From Thursday, 4 February to Sunday, 14 February 2016, celebrating LGBT History Month in Manchester

Queer Contact Festival

On sale from Friday, 13 November, 10am. Tickets from £3 plus free events and exhibitions.

Celebrating Lesbian, Gay, Bisexual and Transgender arts and culture in Greater Manchester as part of LGBT History Month, the eighth annual Queer Contact Festival is bigger than ever, with a packed ten-day programme of events.
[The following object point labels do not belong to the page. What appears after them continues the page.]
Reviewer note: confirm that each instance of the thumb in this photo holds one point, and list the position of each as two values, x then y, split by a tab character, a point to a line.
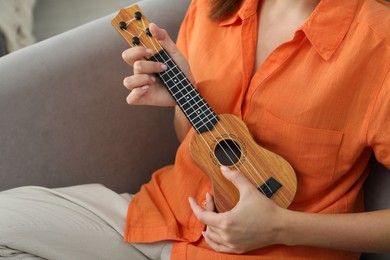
238	180
169	45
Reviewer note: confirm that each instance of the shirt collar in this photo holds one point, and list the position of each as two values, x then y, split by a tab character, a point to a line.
325	28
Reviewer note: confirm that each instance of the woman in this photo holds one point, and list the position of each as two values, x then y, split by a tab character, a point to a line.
303	86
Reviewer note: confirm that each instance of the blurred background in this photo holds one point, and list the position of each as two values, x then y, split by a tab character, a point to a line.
23	22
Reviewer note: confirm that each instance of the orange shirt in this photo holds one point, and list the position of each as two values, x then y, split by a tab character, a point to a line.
321	101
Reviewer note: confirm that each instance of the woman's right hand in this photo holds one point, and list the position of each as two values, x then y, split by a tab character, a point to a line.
145	87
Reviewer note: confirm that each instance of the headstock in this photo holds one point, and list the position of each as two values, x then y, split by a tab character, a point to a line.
133	25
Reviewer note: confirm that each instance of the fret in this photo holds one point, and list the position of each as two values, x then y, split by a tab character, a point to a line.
197	111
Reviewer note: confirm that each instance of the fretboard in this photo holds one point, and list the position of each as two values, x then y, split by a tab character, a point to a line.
197	111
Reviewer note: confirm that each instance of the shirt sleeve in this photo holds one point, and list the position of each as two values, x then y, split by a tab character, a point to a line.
379	128
186	27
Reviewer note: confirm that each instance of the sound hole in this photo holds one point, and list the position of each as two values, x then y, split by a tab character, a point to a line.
227	152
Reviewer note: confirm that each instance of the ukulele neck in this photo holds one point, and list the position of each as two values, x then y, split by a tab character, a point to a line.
197	111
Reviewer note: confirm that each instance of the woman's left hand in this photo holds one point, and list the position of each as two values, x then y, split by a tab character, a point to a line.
254	222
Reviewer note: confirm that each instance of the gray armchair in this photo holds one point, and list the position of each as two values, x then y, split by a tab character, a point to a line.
64	119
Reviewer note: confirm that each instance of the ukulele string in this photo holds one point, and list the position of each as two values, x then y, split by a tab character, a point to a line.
208	120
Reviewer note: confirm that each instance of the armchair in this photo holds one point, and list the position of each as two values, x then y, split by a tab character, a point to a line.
64	119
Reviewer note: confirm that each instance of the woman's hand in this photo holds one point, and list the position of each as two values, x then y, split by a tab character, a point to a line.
253	223
146	88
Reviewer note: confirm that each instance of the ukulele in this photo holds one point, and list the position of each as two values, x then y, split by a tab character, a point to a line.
219	140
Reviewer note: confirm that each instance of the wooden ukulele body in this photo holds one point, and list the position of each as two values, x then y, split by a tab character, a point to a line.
230	135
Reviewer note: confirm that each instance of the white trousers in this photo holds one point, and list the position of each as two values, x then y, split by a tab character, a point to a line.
78	222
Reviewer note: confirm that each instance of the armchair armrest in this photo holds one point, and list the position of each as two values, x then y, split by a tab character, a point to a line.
63	112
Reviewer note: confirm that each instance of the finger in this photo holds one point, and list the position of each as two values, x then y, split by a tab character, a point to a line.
136	95
209	202
206	217
137	53
139	80
148	67
238	179
163	38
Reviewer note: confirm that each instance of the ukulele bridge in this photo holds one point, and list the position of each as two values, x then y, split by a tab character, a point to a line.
270	187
Expect theatre, music, dance, cabaret, comedy, spoken word, and visual art at Contact and beyond, including new collaborations with HOME, RNCM, and Band on the Wall, alongside a special site-specific performance in partnership with the Royal Exchange Theatre staged in a Manchester church.
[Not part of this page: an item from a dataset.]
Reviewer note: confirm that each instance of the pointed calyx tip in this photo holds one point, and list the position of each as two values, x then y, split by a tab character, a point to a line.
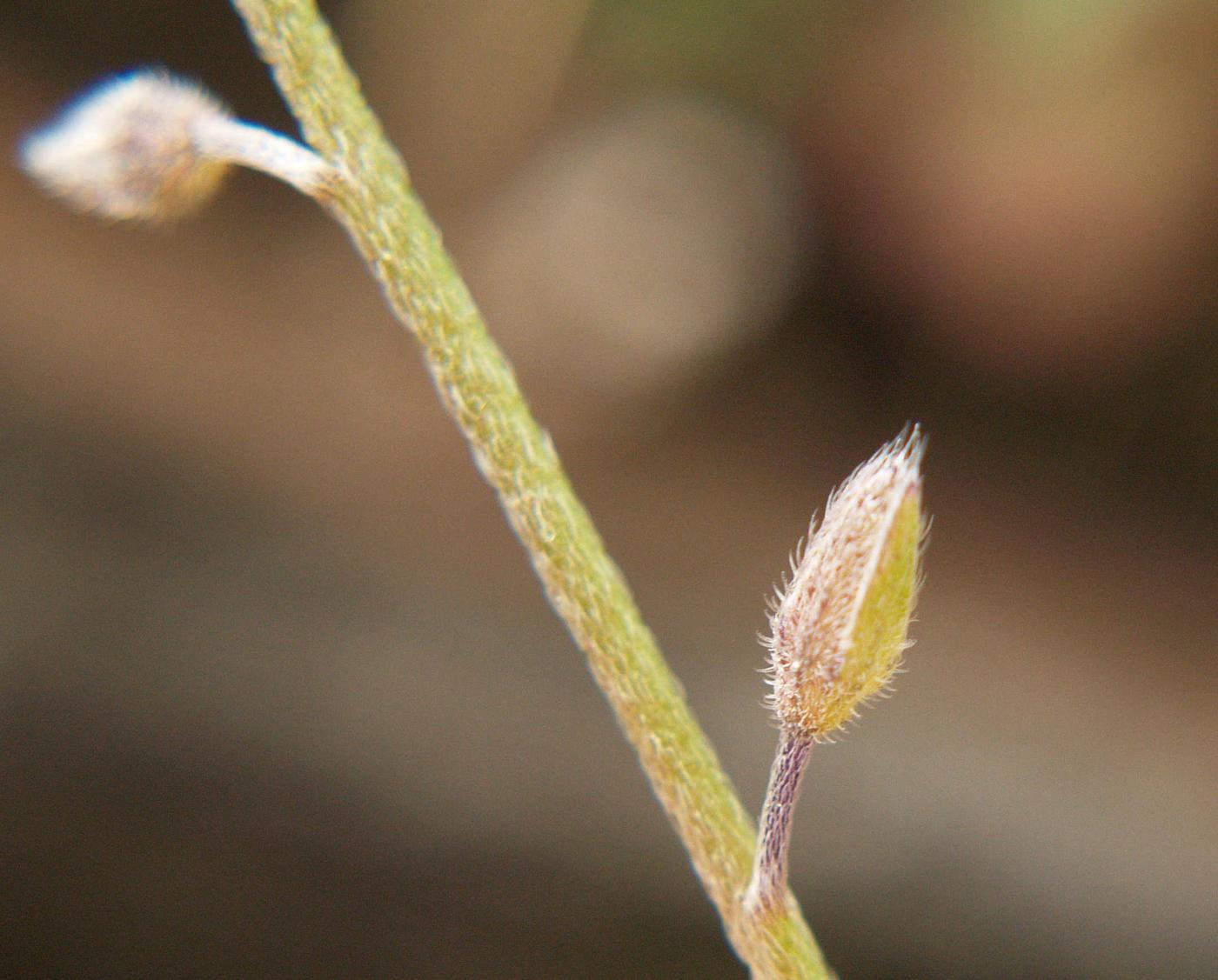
840	626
This year’s festival explores sexuality, gender, religion, and history, with local, national and international artists including Erasure’s Andy Bell, US transgender performers and activists Kate Bornstein and Our Lady J, award-winning poet Jackie Kay, visual artists AL and AL (in collaboration with BBC Philharmonic), plus new festival commissions from Debs Gatenby, Laurie Brown, and Jamie Fletcher and Company.

Music opens and closes the festival with a new song-cycle from Erasure’s Andy Bell is Saint Torsten at Contact; Icarus at the End of Time (co-presented with HOME at RNCM) features a new score by Philip Glass, performed live by the BBC Philharmonic with visuals from artists AL and AL; and US transgender singer-songwriter Our Lady J (one of the writers of Amazon’s Transparent) paints the church pink for Valentine’s weekend with For The Love of Gospel at Contact.
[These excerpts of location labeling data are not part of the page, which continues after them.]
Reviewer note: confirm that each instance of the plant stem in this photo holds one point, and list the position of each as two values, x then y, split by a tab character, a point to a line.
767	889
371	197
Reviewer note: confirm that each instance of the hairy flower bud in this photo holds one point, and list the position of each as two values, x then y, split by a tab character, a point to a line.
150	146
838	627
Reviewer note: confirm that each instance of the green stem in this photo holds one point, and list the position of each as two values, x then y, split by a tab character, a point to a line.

Elsewhere, there’s new theatre exploring Black gay experiences from Jamal Gerald in FADoubleGOT, Eilidh MacAskill’s STUD is a comedic look at gender and masculinity from the queer female perspective, legendary trans playwright and performer Jo Clifford leads the congregation in The Gospel According to Jesus, Queen of Heaven, and we explore the history of Manchester drag performance in Life’s A Drag.

Experience alternative cabaret from Mother’s Ruin, A Queer Revue! and The Library; laugh your socks off with some of the UK’s top comics including Tom Allen, Bethany Black, David Morgan, Suzi Ruffell, and Rosie Wilby at Comedy Playground; have your voice heard at LGBT Question Time and the Queer Youth Debate; and join in with workshops led by Jackie Kay and Kate Bornstein.

This year’s visual art programme will feature new work from local and national visual artists - Lee Baxter commemorates the 30th anniversary of North West HIV charity George House Trust in George Turns 30, Glenn Jones depicts Manchester’s thriving drag community in #ManchesterQueens, and there’s photography and film exploring the lives of Black gay sex workers by Ajamu and Khalil West (all at Contact), plus a major new solo exhibition from AL and AL (at HOME) investigating a new era of scientific exploration in Incidents of Travel in the Multiverse.